In 2016, Fine Gael and Labour, who had been in government the previous five years, were unable, due to Labour's collapse, to enter government again. Fianna Fáil had enough seats to put together a rainbow government with the other centre-left, hard left parties and independents but negotiations broke down. Fianna Fáil had also promised not to enter coalition with Sinn Féin.

The press began to speculate about a Germany style "Grand Coalition" similar to the Christian Democrats and Social Democrats there. Many members of FF considered FG too right wing to enter coalition with and threatened to leave the party this came to pass. As talks continued on without a new government (the old government, constitutionally, which had just been voted out, remaining in power including ministers who had lost their seats) FF agreed to allow a government to form by abstention. The parliamentary arithmetic fell in such a way that if FF TD's abstained on confidence and supply matters, a FG minority government could, with the support of a group of independents, form a new government. This was agreed in exchange for a number of policy concessions. Once the deal with FF was signed, Taoiseach Enda Kenny conducted talks with the independents and entered government for a second term.

===Israel===

All parliamentary elections in Israel have resulted in hung parliaments. The Knesset consists of 120 members and the highest number of seats a single faction has ever received was the 56 members Alignment (Ma'arach) got in the October 1969 elections. When the same faction was formed in January 1969 it consisted of 63 members, the only instance to date of a faction with an absolute majority in the Knesset. The lowest number of seats the largest faction has ever received in a Knesset election was 26 members received by One Israel in the 1999 Israeli general election.

===Malaysia===
The 2022 general election of Malaysia resulted in a hung parliament with no party or party coalition winning a simple majority for the first time in Malaysian history. Following five days of deliberation and negotiations within coalitions and parties, the Yang di-Pertuan Agong of Malaysia swore in Pakatan Harapan (PH) chairman Anwar Ibrahim, whose coalition won the most seats, as the tenth Prime Minister of Malaysia on 24 November 2022. To achieve a parliamentary majority, Pakatan Harapan formed a grand coalition government with Barisan Nasional (BN), Gabungan Parti Sarawak (GPS), Gabungan Rakyat Sabah (GRS) and various independent parties.

===New Zealand===

Hung parliaments were relatively uncommon in New Zealand prior to the introduction of proportional representation in 1993. On only four occasions since the beginnings of party politics in 1890 had a hung parliament occurred under the first-past-the-post system: in 1911, 1922, 1928 and 1931. The rarity between 1936 and 1996 was due to the regression into a two-party system, alternating between the long dominating Labour Party and National Party. From the first MMP election in 1996 until the 2020 election no single party gained an outright majority in parliament. The 2020 election was the first to return a majority (for the Labour Party) since 1993. Under the MMP system, the term "hung parliament" has been reappropriated to refer to the case of no bloc of parties being able to secure a majority of seats.

===United Kingdom===

The House of Commons following the 2017 general election. No party had a majority.
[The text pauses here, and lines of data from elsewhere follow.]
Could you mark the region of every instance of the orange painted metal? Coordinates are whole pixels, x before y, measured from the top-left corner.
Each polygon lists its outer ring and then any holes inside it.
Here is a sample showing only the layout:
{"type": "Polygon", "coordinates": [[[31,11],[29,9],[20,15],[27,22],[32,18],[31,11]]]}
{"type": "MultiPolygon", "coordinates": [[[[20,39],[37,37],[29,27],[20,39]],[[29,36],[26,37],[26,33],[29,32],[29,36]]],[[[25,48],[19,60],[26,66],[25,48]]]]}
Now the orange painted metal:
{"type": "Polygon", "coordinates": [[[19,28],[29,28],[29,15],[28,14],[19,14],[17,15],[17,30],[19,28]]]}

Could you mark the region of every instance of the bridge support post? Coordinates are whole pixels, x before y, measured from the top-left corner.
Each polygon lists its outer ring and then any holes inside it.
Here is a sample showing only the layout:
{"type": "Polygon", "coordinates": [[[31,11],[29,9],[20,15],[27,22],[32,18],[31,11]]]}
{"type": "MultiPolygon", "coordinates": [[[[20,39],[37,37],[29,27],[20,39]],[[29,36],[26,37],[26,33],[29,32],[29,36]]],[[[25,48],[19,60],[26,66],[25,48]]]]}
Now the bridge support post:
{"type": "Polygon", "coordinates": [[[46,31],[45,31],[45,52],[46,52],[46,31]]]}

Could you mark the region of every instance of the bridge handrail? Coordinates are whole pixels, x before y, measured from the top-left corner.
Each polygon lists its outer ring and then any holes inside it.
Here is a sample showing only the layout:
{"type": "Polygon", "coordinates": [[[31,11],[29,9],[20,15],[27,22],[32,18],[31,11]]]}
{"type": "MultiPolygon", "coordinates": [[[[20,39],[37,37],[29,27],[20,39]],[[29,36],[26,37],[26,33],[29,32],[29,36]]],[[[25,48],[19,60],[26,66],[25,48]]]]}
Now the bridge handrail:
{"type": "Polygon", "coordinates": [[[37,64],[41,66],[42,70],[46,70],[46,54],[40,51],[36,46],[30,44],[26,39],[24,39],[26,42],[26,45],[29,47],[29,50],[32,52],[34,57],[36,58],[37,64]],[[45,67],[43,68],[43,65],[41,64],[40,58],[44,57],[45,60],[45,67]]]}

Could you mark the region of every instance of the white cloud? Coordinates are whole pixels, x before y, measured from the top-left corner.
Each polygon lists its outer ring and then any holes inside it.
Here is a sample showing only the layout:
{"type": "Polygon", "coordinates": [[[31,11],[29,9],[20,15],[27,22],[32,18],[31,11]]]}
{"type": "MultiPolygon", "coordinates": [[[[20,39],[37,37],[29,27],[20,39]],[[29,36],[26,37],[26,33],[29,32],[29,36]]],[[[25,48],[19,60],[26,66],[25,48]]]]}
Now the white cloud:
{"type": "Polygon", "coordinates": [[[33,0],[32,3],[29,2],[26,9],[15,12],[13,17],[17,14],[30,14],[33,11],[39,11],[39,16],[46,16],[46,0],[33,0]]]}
In the United Kingdom, before World War I, a largely stable two-party system existed for generations; traditionally, only the Tories and Whigs, or from the mid-19th century the Conservative and Liberal parties, managed to deliver Members of Parliament in significant numbers. Hung parliaments were thus rare, especially during the 19th century. The possibility of change arose when, in the aftermath of the Act of Union, 1800, a number of Irish MPs took seats in the House, though initially these followed the traditional alignments. However, two Reform Acts (in 1867 and in 1884) significantly extended the franchise and redrew the constituencies, and coincided with a change in Irish politics. Following the 1885 general election, neither party had an overall majority. The Irish Parliamentary Party held the balance of power and made Irish Home Rule a condition of their support. However, the Liberal Party split on the issue of Irish Home Rule, leading to another general election in 1886, in which the Conservatives won the most seats and governed with the support of the fragment of Liberalism opposed to Home Rule, the Liberal Unionist Party.

Both the election of January 1910, and that of December 1910 produced a hung parliament with an almost identical number of seats won by the governing Liberal Party and the Conservative Party. This was due both to the constitutional crisis and to the rise of the Labour Party. The elections of 1929 resulted in the last hung parliament for many years; in the meantime, Labour had replaced the Liberals as one of the two dominating parties.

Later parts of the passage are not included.